Why expanding APRN scope of practice is bad idea

Expanding the scope of practice for advanced practice registered nurses (APRNs) leads to higher costs and reduced safety for patients who are better served by an integrated care team led by a physician whose education and training requirements far exceeds those of other health professionals.

“Patients are better served when all members of the health care team share information, and decision-making based on their unique skills—all with the common goal of improving the health of the patient,” AMA President Susan R. Bailey, MD, told the Nebraska APRN Technical Review Committee.

The committee is tasked with reviewing a proposal to create a single set of regulations for certified nurse practitioners (CNPs/NPs), certified clinical nurse specialists (CNSs), and certified nurse midwives (CNMs). It would also align state law with a national consensus model for APRN regulation and the newly revised APRN licensure compact.

The APRN compact differs significantly from other interstate licensure agreements. While such compacts for physicians and psychologists ensure license portability to different jurisdictions, the APRN compact would supersede state scope-of-practice laws “by removing any physician supervision or collaboration requirements and allowing APRNs to prescribe non-controlled medications and devices.” Dr. Bailey, an allergist and immunologist in Fort Worth, Texas, told the committee.
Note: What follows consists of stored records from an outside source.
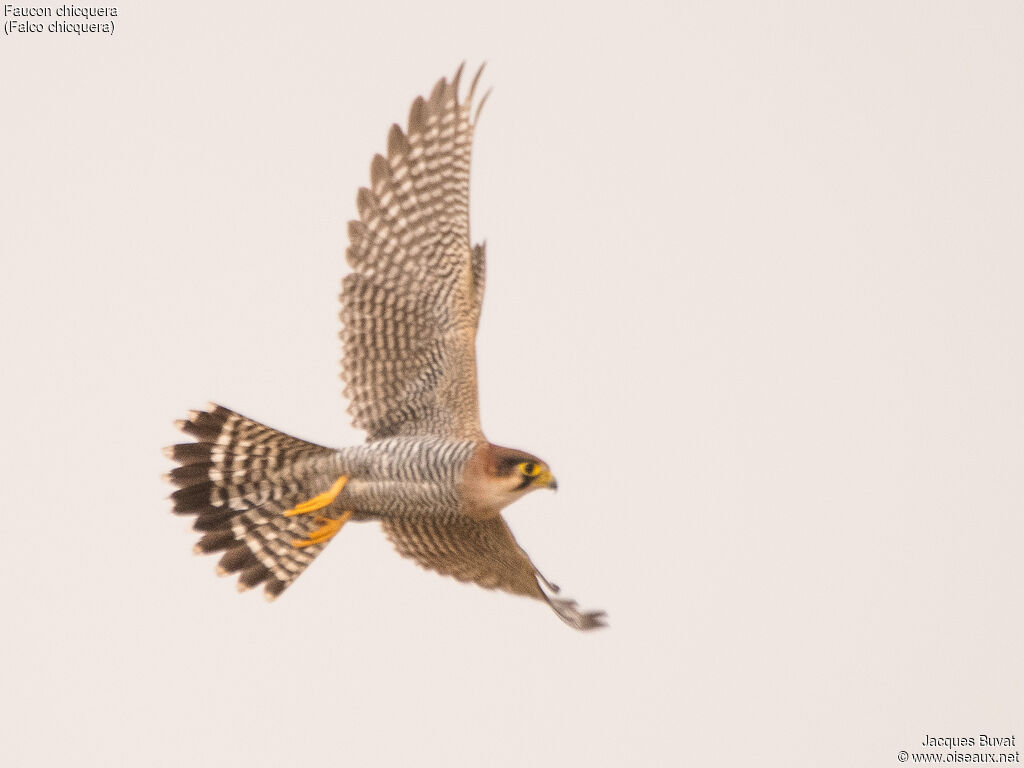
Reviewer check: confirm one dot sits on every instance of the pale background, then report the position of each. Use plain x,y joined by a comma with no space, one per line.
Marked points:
755,293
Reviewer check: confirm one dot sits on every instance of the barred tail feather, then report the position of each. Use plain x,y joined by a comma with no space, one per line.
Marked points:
238,478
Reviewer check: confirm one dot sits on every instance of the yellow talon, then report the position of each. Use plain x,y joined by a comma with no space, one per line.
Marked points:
321,501
328,527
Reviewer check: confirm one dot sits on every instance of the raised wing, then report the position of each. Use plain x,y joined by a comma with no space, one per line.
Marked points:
411,307
484,552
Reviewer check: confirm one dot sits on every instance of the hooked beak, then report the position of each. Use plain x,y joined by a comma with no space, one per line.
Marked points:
546,479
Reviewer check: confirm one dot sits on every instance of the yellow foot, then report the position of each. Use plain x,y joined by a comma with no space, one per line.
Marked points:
321,501
328,527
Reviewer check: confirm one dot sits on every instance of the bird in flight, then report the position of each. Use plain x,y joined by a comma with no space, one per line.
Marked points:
410,310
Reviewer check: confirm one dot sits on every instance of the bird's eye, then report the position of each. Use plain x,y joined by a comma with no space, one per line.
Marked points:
529,469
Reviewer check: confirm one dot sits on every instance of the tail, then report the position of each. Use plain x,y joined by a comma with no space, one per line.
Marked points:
239,478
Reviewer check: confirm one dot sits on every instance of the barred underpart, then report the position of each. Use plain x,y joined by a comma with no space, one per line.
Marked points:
410,313
411,307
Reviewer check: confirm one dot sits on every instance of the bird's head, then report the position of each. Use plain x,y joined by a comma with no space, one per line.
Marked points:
497,476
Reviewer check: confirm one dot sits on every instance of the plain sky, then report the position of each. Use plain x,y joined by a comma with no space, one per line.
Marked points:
755,292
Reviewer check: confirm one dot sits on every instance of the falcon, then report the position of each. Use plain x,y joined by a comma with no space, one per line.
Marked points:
410,310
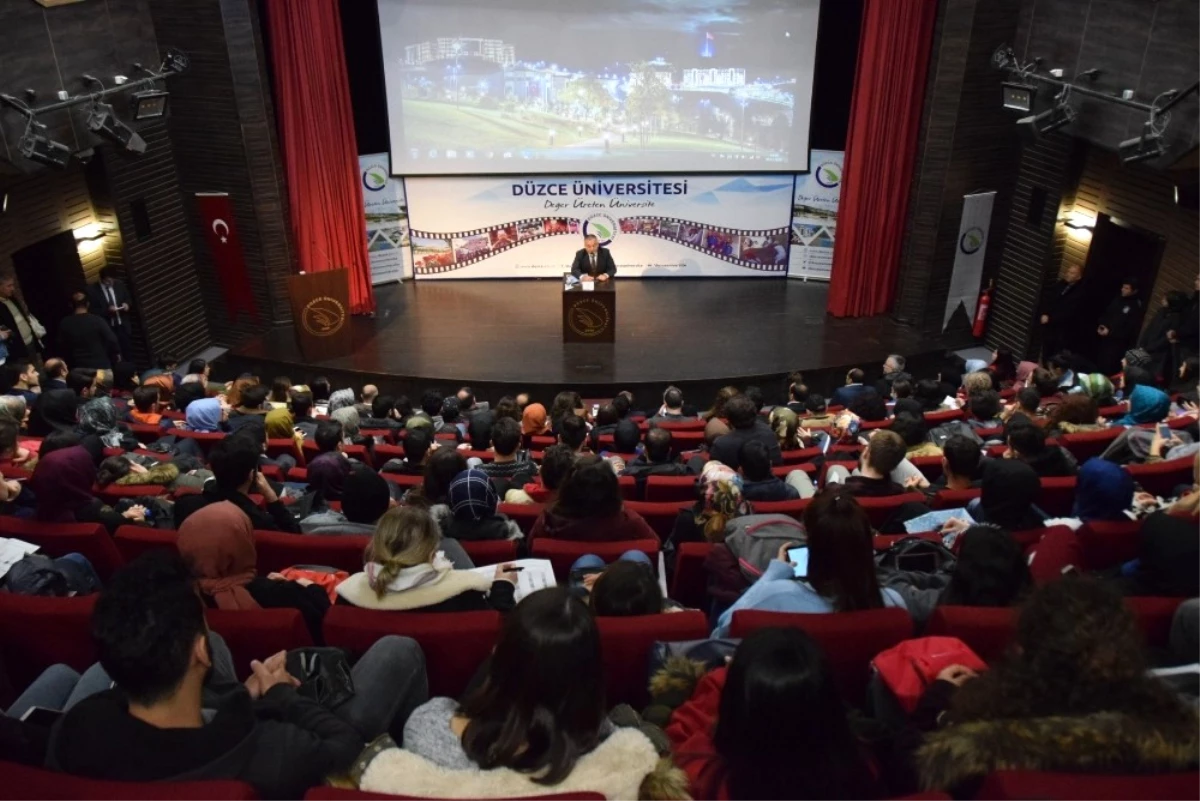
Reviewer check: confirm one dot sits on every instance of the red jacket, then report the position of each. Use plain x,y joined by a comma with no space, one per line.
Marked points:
691,739
624,525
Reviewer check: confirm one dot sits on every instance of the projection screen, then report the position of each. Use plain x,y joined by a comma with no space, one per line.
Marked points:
529,86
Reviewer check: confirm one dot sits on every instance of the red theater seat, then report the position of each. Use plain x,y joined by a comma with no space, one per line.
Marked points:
24,783
279,550
37,632
258,633
61,538
625,646
851,639
563,553
455,643
1032,786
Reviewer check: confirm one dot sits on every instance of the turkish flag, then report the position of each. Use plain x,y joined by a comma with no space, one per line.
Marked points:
221,232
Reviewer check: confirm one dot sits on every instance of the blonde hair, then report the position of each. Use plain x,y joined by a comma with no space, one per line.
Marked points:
979,381
406,536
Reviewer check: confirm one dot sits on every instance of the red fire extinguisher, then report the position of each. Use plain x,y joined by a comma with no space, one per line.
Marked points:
981,324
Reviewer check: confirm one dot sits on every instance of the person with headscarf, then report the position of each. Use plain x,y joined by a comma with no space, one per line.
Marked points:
1009,489
219,540
473,501
63,485
534,422
205,416
407,570
99,419
1147,404
54,411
Dr. Bailey described research showing that independently practicing APRNs raise health care costs by ordering more diagnostic images and prescribing more antibiotics and opioids than physicians.

“Expanding the scope of practice of APRNs to allow independent practice and prescriptive privileges will increase utilization of diagnostic services, antibiotic prescribing and opioid prescribing—all of which can take a real toll on health care costs as well as threaten the health and safety of patients,” Dr. Bailey said. “We implore you to put patients first and reject this proposal. These added costs and patient safety concerns will place a strain on the health care system, on our patients and on their families.”
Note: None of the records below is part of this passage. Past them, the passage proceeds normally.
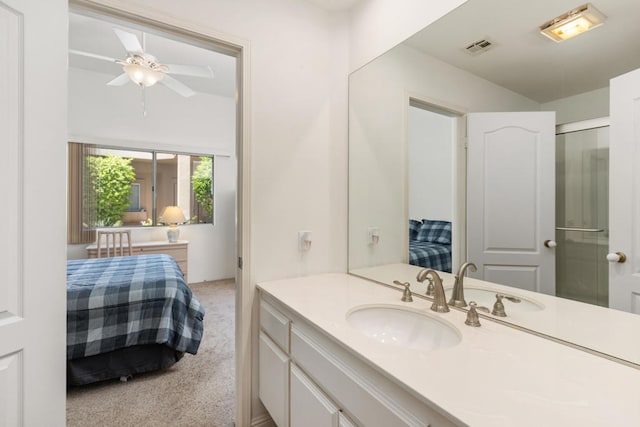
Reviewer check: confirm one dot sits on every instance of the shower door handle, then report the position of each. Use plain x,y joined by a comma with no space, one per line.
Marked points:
614,257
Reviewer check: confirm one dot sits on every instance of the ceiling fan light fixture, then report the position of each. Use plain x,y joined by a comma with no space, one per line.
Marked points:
142,75
575,22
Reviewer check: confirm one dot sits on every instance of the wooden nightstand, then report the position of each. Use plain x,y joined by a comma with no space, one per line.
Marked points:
178,250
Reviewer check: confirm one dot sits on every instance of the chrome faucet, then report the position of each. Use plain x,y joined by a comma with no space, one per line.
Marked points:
457,296
439,298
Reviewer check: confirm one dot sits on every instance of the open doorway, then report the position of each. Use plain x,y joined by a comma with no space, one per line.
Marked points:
168,130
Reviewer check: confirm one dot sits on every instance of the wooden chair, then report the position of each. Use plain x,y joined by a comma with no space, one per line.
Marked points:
115,240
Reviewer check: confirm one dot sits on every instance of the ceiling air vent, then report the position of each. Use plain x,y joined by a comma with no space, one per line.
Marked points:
479,47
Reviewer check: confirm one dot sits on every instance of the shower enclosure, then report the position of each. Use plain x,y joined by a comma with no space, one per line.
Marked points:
582,212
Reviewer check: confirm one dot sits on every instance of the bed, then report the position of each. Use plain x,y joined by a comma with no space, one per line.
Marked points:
128,315
430,244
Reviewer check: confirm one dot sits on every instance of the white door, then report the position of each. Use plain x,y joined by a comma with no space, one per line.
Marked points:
624,191
511,198
33,82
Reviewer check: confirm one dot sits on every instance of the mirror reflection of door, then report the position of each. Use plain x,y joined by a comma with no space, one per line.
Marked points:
431,138
511,198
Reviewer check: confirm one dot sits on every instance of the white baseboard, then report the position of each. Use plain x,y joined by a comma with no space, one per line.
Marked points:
262,420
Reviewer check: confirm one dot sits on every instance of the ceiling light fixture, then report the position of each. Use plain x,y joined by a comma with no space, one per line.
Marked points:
575,22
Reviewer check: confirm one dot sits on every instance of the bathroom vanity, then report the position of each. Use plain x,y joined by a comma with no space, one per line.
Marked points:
325,361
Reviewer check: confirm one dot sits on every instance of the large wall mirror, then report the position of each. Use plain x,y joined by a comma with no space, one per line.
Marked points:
435,178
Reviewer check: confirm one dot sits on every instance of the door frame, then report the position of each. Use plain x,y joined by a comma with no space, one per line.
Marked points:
459,172
240,49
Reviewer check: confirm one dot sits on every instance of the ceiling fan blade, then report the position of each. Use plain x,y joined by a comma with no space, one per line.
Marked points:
92,55
128,40
177,86
190,70
121,80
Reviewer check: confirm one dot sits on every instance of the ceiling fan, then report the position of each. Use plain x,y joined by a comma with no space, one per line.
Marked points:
144,69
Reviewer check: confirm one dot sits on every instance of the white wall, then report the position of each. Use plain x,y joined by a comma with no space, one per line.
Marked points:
584,106
379,96
430,161
202,124
378,25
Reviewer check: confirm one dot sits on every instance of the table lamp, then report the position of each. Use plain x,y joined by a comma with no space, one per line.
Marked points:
173,216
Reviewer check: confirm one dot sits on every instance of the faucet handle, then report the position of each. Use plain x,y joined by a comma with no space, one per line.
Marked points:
498,307
472,314
406,294
431,289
As defined by the Nebraska Board of Nursing, full practice and prescriptive authority includes the ability to prescribe pharmacologic and nonpharmacologic interventions and to develop and implement care plans.

Dr. Bailey warned that granting this authority could lead to siloed care and that team-based care is the better alternative.

“All health care professionals play an important role in providing care to patients, including nurse practitioners, nurse midwives, clinical nurse specialists, physician assistants, pharmacists, the list goes on,” Dr. Bailey said. “It really does take a whole team to care for patients.”

Dr. Bailey noted how physicians complete four years of medical school and then gain 10,000 to 16,000 hours of clinical experience during three to seven years of residency training. In comparison, NPs complete two to three years of graduate-level education and 500 to 720 hours of clinical training.

The AMA Health Workforce Mapper shows that nonphysician providers, such as NPs, are more likely to practice in the same geographic locations as physicians—even in states that allow NPs to practice independently.

Dr. Bailey noted that, “while often promised,” increased access to care in underserved areas “simply does not happen” after NP scope of practice expansion. The committee will decide soon whether to give a positive or negative recommendation to Nebraska’s unicameral state legislature regarding the scope of practice expansion proposal.